Mais à l’époque, Rifaat est du bon côté de la barrière. Alors que Jacques Chirac veut
«faire rendre gorge» à Bachar el-Assad, coupable, selon lui, de la mort de son ami
Hariri, Rifaat est opportunément dans l’opposition à Damas. Il le sera encore quelques
années plus tard lorsque, à partir de mars 2011, les opposants à Assad descendent
dans la rue pour réclamer «dignité et liberté». Avec un groupe d’exilés syriens, Rifaat
fondera le Conseil démocratique national syrien. Il appellera son neveu à quitter le
pouvoir. Sans succès. Dix ans plus tard, même s’il ne règne plus que sur un champ de
ruines, Bachar el-Assad a vaincu ses opposants.

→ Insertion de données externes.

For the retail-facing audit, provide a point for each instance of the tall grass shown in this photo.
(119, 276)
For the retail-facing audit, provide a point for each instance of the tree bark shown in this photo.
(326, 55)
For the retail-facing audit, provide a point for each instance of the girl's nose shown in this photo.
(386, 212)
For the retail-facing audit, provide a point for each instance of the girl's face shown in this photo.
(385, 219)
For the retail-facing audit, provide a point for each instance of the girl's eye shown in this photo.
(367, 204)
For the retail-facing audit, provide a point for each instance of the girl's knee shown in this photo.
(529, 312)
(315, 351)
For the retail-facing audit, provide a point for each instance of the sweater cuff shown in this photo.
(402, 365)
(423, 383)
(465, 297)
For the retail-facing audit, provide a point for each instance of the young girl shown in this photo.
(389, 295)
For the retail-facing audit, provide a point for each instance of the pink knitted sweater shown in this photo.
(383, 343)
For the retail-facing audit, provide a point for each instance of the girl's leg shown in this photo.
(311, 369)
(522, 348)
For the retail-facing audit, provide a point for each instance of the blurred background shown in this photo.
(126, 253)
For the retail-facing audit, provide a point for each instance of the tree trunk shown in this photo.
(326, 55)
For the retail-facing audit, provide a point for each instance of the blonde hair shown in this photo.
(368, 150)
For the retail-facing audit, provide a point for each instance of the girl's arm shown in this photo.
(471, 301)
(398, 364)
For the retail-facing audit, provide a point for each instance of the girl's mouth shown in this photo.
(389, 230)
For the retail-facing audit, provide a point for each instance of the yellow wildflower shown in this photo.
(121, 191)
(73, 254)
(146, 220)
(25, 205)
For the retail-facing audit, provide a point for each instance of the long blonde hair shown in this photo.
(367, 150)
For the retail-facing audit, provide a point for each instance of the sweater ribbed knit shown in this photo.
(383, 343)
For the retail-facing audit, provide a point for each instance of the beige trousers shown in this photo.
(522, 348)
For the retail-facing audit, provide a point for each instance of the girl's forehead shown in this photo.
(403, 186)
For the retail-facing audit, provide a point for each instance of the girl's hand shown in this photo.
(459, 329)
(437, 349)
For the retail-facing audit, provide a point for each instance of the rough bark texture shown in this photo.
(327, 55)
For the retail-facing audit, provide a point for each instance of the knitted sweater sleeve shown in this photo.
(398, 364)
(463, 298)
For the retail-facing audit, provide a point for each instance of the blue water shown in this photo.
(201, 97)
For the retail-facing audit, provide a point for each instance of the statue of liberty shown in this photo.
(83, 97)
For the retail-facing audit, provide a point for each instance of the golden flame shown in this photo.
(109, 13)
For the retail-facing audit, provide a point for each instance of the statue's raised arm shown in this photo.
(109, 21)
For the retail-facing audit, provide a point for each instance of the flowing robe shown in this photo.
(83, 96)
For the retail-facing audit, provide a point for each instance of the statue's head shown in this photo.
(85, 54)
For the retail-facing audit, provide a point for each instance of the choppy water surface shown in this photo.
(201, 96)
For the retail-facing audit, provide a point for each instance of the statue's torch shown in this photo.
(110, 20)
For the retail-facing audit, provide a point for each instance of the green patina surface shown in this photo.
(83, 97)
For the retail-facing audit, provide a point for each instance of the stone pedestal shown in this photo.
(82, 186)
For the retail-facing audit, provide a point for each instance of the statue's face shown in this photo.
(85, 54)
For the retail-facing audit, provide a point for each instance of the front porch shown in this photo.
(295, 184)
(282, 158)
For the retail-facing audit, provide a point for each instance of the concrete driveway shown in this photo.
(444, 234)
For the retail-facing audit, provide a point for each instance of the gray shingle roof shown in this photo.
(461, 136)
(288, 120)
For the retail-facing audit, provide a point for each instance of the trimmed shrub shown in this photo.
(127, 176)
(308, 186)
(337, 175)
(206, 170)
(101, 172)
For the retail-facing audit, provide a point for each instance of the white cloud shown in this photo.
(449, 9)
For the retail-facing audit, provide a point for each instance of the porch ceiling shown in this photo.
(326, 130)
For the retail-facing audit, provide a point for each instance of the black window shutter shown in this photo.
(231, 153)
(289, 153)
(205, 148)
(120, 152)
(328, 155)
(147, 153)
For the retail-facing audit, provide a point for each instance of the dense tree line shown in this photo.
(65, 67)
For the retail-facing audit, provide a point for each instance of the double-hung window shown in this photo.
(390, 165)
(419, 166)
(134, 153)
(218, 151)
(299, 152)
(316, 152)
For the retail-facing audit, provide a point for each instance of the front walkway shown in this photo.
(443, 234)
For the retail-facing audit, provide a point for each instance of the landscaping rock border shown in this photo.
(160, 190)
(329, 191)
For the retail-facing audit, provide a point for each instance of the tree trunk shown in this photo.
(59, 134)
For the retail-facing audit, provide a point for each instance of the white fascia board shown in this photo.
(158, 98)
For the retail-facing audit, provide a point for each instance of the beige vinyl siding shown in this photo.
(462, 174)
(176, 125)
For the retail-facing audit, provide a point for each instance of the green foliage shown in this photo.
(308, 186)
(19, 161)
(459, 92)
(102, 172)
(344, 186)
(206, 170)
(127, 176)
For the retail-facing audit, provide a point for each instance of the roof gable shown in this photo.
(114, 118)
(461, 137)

«Afin d’empêcher son emprisonnement en France, le président Assad a décidé de passer
outre les déclarations et les actes de Rifaat et l’a autorisé à revenir en Syrie», écrivait la
semaine dernière le journal gouvernemental Al-Watan. Sans argent et sans hommes, il
ne représente plus aucune menace. Depuis 2016, Rifaat avait cessé ses prises de
position anti-Bachar.
Au début des années 1980, Rifaat el-Assad commandait les «brigades de défense»,
engagées alors dans la répression des islamistes liés aux Frères musulmans, qui
multipliaient les attentats à travers la Syrie. En 1982, il écrasera dans le sang une
révolte des Frères musulmans à Hama, une répression qui se traduira par des milliers
de morts. L’année suivante, il les envoie dévoiler les femmes dans Damas en 1983.
Mais l’année d’après, profitant d’une maladie de Hafez el-Assad, Rifaat voulut prendre
le pouvoir. Le pas de trop qui lui vaudra l’exil en Europe, avec sa fratrie: quatre
épouses – dont la belle-sœur de l’ancien roi saoudien Abdallah – et de nombreux
enfants, dont un écrivain, publié en France, et une avocate, inscrite au barreau de
Paris, ainsi que 200 hommes. «Mon père est très content d’avoir retrouvé ses amis et
sa famille», se félicite Somar.
En revanche, l’ancien protégé des pouvoirs successifs à Paris en veut beaucoup à son
ancienne terre d’asile. «Il est très déçu par la justice française, affirme Somar el-Assad,
il ne comprend pas ce qu’on lui fait après avoir rendu autant de services.»